Prescott also challenged the concept of ownership itself under the current system.
“You never truly own your home,” Prescott said. “Once your mortgage is paid off, you’re continually making payments to the government to essentially lease that property.”

Fiscal Impact for Clinton County
Prescott presented localized projections for Clinton County. The county’s estimated 2028 net budget is $13,837,766. Under his distribution formula, Clinton County would receive between $15 million and $17.6 million — a gain of roughly $2 million to $4.5 million over current funding levels.

The plan would also eliminate assessor offices in all 92 Indiana counties and reduce workloads in auditor and treasurer offices, producing an estimated statewide administrative savings of $150 million to $200 million per year. No new debt backed by property taxes would be permitted upon passage, no new tax increment financing (TIF) districts could be created, and existing TIF districts would dissolve once their underlying debt is retired.

Questions From the Audience
The Q&A session surfaced several pointed concerns.
One audience member noted that Frankfort has a renter population approaching 40 percent, with many residents living below the poverty line, and questioned whether taxing services would place a disproportionate burden on lower-income residents. Prescott responded by returning to the county-level numbers, arguing that Clinton County as a whole would come out ahead financially under his formula.

A school board member asked whether charter school and voucher students would be included in the funding formula. Prescott said the structure mirrors the current education fund — dollars follow the student — and public schools receive the vast majority of dollars now and in his plan.

A business owner raised questions about what would replace property tax abatements and TIF districts as tools to attract economic development. Prescott argued that eliminating property taxes altogether is itself a significant incentive for businesses and that counties would manage economic development initiatives through their general funds.

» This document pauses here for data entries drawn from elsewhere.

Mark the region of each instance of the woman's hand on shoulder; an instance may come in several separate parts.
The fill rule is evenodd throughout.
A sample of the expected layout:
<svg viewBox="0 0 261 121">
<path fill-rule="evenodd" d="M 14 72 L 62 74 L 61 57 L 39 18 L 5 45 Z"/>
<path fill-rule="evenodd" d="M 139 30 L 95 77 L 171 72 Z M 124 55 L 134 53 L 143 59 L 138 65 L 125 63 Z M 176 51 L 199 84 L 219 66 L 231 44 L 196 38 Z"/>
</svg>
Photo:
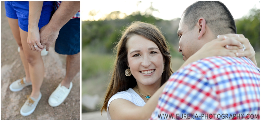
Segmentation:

Concern also arose about whether the state could eventually “claw back” the new system and reinstate property taxes — a parallel drawn to the lottery’s original promise of funding education and community projects such as construction of the Nature Center at Camp Cullom. Prescott said the two-year wind-down period makes reinstatement considerably more difficult in practice, and he repeated his support for an accompanying constitutional amendment.   “I think it is important to have a constitutional amendment run at the same time as this — to put in as a constitutional protection that property taxes could not come back,” he said. Notably, Prescott, however, said he would sponsor and vote for the bill even without constitutional guarantees because he believes “it is the right thing to do.”

Genda’s Reaction
State Rep. District 41 Mark Genda, who hosted the event and introduced Prescott, made clear at the outset that he had come to the meeting as a listener, not an advocate. He told the crowd he had “not looked at one piece” of what Prescott was presenting and was there “just as you are — to learn, absorb, and be your voice in Indiana.”

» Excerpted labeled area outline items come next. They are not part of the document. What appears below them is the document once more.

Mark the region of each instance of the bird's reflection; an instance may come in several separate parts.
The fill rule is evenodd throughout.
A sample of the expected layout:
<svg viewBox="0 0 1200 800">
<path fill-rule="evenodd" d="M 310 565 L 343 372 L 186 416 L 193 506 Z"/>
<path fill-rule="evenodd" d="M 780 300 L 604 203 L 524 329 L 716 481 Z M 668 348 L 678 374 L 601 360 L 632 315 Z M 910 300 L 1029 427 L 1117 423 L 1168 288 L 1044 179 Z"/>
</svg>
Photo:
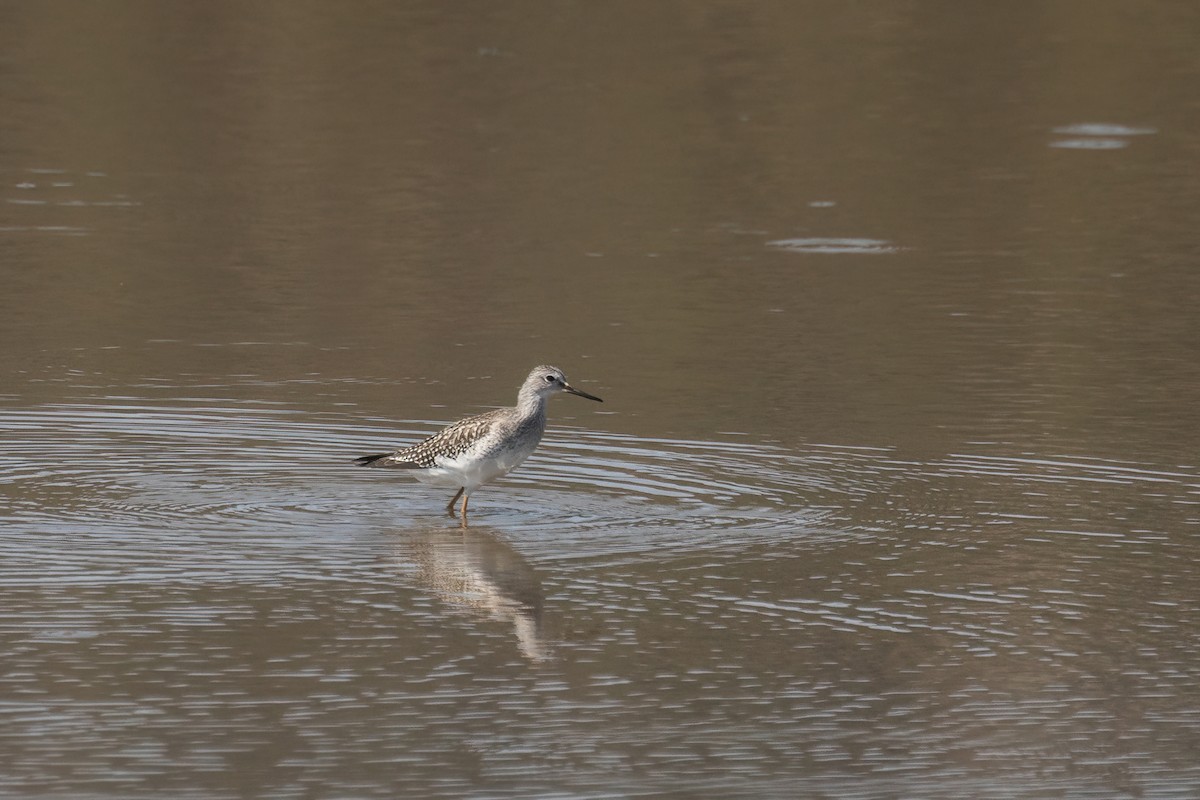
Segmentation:
<svg viewBox="0 0 1200 800">
<path fill-rule="evenodd" d="M 418 579 L 438 597 L 511 624 L 526 658 L 550 658 L 541 631 L 541 581 L 497 531 L 480 527 L 426 530 L 413 534 L 408 548 Z"/>
</svg>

Genda opened the Q&A by asking the audience to raise their hands if their property taxes had gone up. Virtually every hand in the room went up. He then facilitated the Q&A, thanked Prescott for sharing the plan with Clinton County, and invited further questions from the audience.  Genda was pleased with the turn out and indicated he was still in a listening mode.  Genda is listening to the evolving proposal as numbers are clarified, and listening to his constituents and what their thoughts are on the proposal.

Next Steps
Prescott said the listening tour is designed to surface problems before the bill moves into committee.

“I would rather find the problems now and try to figure out a solution before it gets to that committee point,” he said.

Residents who want to weigh in before November can scan a QR code Prescott provided at the meeting to access a feedback survey. Prescott also encouraged attendees to contact their local associations and elected officials to register support or opposition ahead of the legislative session.